A new AI (Artificial intelligence) analysis reveals that man-made climate change is already affecting around 85% of the world’s population in one way or another.

A publication in the Nature Climate Change journal, made by a total of 19 researchers and collaborators, adds more fuel to the climate change debate and adds more evidence to the stance that climate change isn’t speedily heading our way: it’s already here. To be fair, calling the entire exchange a debate seems to posit that either side could be correct. That, frankly, is very incorrect. Climate change is a fact, not a hypothesis, and the fact that its effects are already running rampant has been put forth by many notable scientists and organizations across the world. The United Nations even went so far as to call a press conference, with the current General Secretary Antonio Guterres declaring that unless we were to change our pace, humanity’s time on this planet would be fraught with endless problems.

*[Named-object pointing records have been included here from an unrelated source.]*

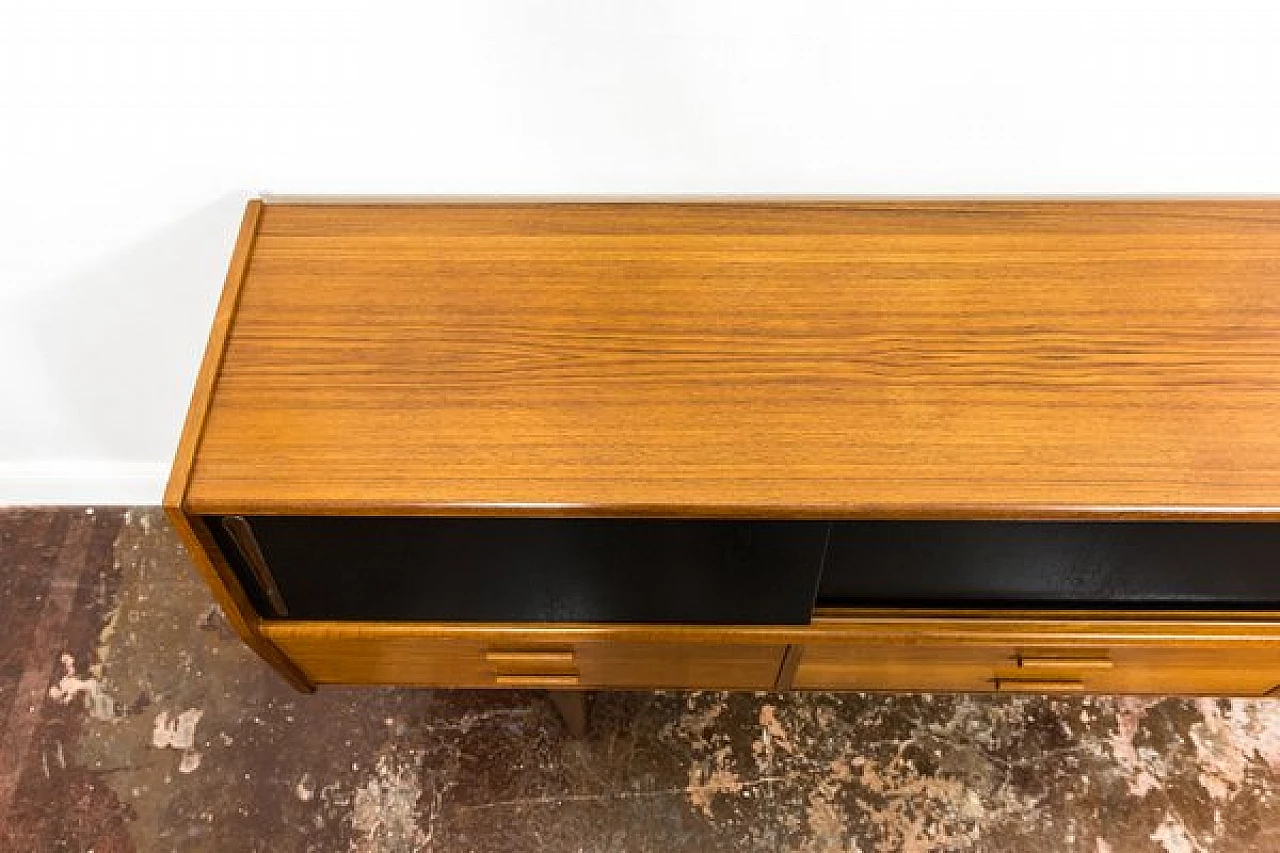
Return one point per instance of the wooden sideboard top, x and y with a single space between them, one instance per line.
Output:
876 359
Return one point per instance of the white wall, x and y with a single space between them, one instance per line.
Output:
131 138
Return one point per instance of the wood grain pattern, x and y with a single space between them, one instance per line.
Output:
946 359
444 658
1096 652
1153 670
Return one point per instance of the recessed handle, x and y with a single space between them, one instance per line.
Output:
1040 685
1064 662
536 680
529 658
242 534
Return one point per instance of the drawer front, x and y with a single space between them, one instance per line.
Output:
337 658
525 570
1075 565
1078 669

The research was conducted by utilizing a machine learning program called the BERT language model. Upon being trained by poring over more than 2,000 separate hand coded documents, the AI was then set loose amongst a slew of research papers between the years 1951 and 2018. BERT managed to make its way through over ten thousand documents covering climate change and its effects upon society. More than that, the AI also identified important details such as location and time, which were then mapped out by researchers in order to accurately determine the impact across the globe region by region. The conclusion that 10,000 papers led to? Climate change is affecting individuals. A lot of them. What a surprise.

Data analysis revealed that anthropogenic climate change already affects over 80% of the Earth's landmass, which accounts for 85% of the planet's population as well. While that's already very worrying, there's more bad news on the way. Literature on climate change was typically found to be aimed at first world countries, with research in third world countries being relatively sparse. Therefore, with BART having no way to compensate for the difference in data, there's a very good chance that the estimated 85% of our affected population is in and of itself an underestimation.

This very gap in data should call for more research to be conducted in developing countries, if only so the world can have more information about the extent of the damage.